What To Do When Someone Else Is Having A Meltdown
Recently, a reader asked me, “If you are in a room and someone is exuding negative energy, how can you avoid being affected by it without leaving the room?”
It’s a spiritual principle that other people are allowed to have their own thoughts, emotions, opinions, feelings and process.
As my tai chi teacher once said, “Other people get to do whatever they want – you just don’t want to be there when it happens!”
Sooner or later we find ourselves in the presence of a person who is having a meltdown. Here are a few suggestions of how to use energy medicine to handle the situation skillfully:
- Visualize a bubble around yourself. Fill the inside of the bubble with golden light – the most healing color. Visualize a mirror on the outside of the bubble. Silently affirm, “Nothing comes in and nothing goes out of my energy field except unconditional love.”
- People who are upset engage in a variety of energetic defenses. They may withdraw. They may send out unspoken barbs. They may radiate frustration, anger and negativity. They may also send out energetic tentacles to suck your energy. Or all the above! Before you can respond appropriately, you have to figure out what the other person is doing.
- If the person is withdrawing, allow the individual to go into their own experience. Allow the energy to pass you by. Don’t try to fix it, engage with it or comment on it. Just allow the person to feel whatever they are feeling.
- If the person is sending unspoken barbs towards you, you have a choice. One choice is to allow the energy to pass you by without responding. Another choice is to speak heart to heart. “How can I best love and support you right now?” is a very good question to ask at times like this. Heart to heart is always a great way to communicate, as we come from true compassion when we speak through our heart.
- If the person is simmering with anger, frustration or negativity, allow the other person to have their own space. Stay in your own center. This is easier to do if you visualize your own hara line – the main energy current in your body – connecting from the earth vertically through you all the way up to God. Stay grounded. Keep breathing and know that emotions are just energy in motion. Just because a person is upset in this moment doesn’t mean they will stay that way forever.

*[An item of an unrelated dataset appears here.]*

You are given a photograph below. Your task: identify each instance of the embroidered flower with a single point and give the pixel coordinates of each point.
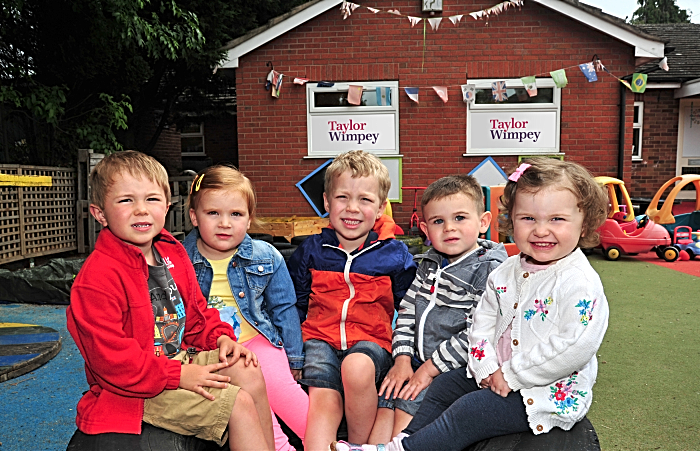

- If the person feels like they are sucking your energy, see if you can feel where they are drawing from in your own mind and body and visualize a screen between yourself and the person.
- If a person lets you know they are feeling wounded, you can reduce their pain and suffering by acknowledging how they are feeling or thinking. Many people are afraid to do so because they think they have to take personal responsibility. This is not the case. “I am sorry you are feeling (whatever emotion they have told you they are feeling). I am sorry you are thinking (whatever they are thinking). That must be really difficult right now.” Let the other person know you understand and care about how they feel or what they think. A good rule of thumb is that women’s deepest needs are for their feelings to be cared about. Men want their thoughts to be respected. When you acknowledge how other people feel and think, you defuse the energy and meet the other person’s basic needs.
- Set your intention not to get drawn into the other person’s drama. A great metaphor for this is to imagine that you are dealing with someone who has fallen into the river. If you fall in the river with them, you can’t be any help and then both of you are struggling. On the other hand, if you stay on the bank, you may be able to throw out a life line and pull them back to shore safely.
- Finally, send the other person love and light. You don’t need to see him or her as broken. In your own mind, see the other person as exactly where they need to be on their spiritual path in this moment. Bless them and bless their path.
Staying neutral while other people are upset is a gift both to yourself and others. When you stay in your own center, they have the opportunity quite literally to synchronize with your own personal heart-mind coherence. That is why learning how to maintain your own inner peace may be one of the greatest gifts you give yourself and the world at large.